The Independent National Electoral Commission says it will use devices to track campaign expenses of political parties for the 2019 general elections.
The Chairman of the commission, Prof. Mahmood Yakubu, who stated this, also warned incumbent elected public office holders against using state resources to fund campaigns.
“Another interesting area of campaign finance spending to watch out for is the use of state administrative resources by incumbents, particularly now that the campaigns have kicked off. Section 100 (2) of the Electoral Act provides that state apparatus shall not be employed to the advantage or disadvantage of any political party or candidate at any election,” Yakubu stated.
According to him, the commission has also reviewed and redesigned its campaign finance tracking and reporting forms that will be used by parties, candidates and observers.
The INEC Chairman, represented by the commission’s National Commissioner, Prof. Anthonia Okoosi-Simbine, stated these in Abuja during a stakeholders’ roundtable with the theme, ‘2019 elections – Political corruption and other emerging issues.’
The programme was organised by a coalition of 400 civil rights organisations, Transition Monitoring Groups and two non-governmental organisations: Voice to the People and Hope Givers.

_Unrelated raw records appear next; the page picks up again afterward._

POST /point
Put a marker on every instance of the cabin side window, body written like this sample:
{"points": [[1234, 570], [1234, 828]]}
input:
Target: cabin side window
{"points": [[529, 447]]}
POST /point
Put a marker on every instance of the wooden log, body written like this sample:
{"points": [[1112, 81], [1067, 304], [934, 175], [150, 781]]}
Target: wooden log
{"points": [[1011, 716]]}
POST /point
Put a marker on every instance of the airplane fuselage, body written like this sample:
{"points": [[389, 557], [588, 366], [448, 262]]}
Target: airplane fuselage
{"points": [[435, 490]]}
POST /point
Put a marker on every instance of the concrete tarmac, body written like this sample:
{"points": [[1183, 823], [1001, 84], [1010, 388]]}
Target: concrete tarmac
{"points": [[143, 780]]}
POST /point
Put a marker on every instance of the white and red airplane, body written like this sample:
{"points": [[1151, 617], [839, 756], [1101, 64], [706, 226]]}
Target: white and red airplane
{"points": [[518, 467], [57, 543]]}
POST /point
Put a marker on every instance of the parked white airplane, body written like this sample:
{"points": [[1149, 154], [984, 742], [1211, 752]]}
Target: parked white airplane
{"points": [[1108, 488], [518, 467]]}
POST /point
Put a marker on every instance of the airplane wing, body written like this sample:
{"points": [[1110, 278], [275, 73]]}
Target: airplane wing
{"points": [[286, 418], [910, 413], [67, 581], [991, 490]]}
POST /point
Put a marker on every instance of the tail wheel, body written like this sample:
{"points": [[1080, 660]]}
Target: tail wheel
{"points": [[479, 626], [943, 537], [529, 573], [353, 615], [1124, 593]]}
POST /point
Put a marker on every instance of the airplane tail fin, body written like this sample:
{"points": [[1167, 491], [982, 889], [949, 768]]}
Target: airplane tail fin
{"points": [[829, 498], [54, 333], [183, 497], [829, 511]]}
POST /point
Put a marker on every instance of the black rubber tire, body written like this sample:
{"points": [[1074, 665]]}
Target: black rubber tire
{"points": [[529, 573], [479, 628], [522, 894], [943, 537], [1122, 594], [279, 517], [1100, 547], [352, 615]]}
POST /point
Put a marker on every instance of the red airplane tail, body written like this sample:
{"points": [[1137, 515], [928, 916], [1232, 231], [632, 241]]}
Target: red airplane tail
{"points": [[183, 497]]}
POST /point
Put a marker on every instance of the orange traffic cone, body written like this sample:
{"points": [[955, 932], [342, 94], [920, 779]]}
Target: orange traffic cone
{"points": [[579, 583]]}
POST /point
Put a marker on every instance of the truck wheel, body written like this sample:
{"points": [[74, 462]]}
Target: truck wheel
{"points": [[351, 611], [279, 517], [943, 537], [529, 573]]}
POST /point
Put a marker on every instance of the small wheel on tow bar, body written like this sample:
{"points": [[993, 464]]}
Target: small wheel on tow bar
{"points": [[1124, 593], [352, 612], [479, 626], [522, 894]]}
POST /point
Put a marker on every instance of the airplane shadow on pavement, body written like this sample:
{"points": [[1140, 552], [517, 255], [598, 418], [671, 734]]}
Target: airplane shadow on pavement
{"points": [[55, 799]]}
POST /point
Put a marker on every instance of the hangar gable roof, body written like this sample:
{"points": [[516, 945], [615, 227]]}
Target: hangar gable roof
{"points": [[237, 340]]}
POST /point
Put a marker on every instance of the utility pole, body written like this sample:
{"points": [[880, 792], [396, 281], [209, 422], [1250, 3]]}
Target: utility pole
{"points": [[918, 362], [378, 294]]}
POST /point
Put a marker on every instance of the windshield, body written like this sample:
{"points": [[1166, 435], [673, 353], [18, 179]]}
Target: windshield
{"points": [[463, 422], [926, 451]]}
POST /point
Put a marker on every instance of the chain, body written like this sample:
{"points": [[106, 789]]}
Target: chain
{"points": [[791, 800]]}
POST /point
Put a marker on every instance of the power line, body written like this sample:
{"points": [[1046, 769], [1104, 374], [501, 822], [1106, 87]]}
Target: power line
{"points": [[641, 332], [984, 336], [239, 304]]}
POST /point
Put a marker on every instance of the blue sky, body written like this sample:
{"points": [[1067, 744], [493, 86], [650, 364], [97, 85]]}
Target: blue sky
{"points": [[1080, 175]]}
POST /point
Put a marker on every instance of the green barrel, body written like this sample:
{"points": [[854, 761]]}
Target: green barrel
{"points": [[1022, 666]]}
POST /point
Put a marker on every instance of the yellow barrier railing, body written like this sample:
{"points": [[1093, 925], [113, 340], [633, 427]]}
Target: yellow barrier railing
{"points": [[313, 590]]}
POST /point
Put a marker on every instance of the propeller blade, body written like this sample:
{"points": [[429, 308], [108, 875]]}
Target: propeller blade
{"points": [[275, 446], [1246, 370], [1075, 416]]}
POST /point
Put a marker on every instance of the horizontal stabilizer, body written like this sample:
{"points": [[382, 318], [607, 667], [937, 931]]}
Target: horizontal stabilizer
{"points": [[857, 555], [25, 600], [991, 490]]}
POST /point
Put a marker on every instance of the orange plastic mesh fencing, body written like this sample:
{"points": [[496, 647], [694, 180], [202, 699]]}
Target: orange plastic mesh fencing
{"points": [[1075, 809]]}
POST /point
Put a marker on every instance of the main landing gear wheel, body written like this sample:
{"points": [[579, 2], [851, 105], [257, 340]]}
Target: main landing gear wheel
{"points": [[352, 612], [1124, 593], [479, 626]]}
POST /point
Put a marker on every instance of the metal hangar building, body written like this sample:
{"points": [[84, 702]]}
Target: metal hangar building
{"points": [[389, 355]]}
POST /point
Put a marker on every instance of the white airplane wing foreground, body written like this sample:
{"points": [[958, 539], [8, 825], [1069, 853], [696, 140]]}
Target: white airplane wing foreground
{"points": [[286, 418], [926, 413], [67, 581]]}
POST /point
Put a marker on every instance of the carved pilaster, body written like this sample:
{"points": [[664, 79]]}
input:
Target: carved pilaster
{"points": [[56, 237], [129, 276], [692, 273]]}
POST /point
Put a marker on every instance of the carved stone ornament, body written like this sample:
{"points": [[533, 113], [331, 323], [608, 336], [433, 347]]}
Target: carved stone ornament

The Chairperson of TMG, Dr Abiola Akiyode-Afolabi, said the roundtable was convened to seek input from experts on how to ensure free, fair and credible elections in 2019.
“Experiences from the off-cycle elections have shown widespread manifestation of political corruption, possibilities of widespread electoral violence, vote-buying and voter inducement. The implication or impact of vote-buying on Nigeria’s maturing democracy is well traversed.
“Through this consultation, TMG has developed people’s charter across the 36 states with the aim of using same to make demands of political party candidates to promote accountability during and after elections.”
In his paper titled ‘2019 Elections – Electoral violence and other security concerns’, a professor of African History, Peace and Conflict Studies at the University of Ibadan, Isaac Olawale Albert, warned, “Nigeria could go ablaze in 2019 if we allow things to get worse.”
He said, “Electoral violence and other security concerns are not only physical but also psychological and structural. People run to their villages during elections largely because of the fear already generated by those in charge of the elections. That is psychological violence; they run because they know that the structure of the society is already compromised by certain things around them. They use what they see now to predict what could happen tomorrow.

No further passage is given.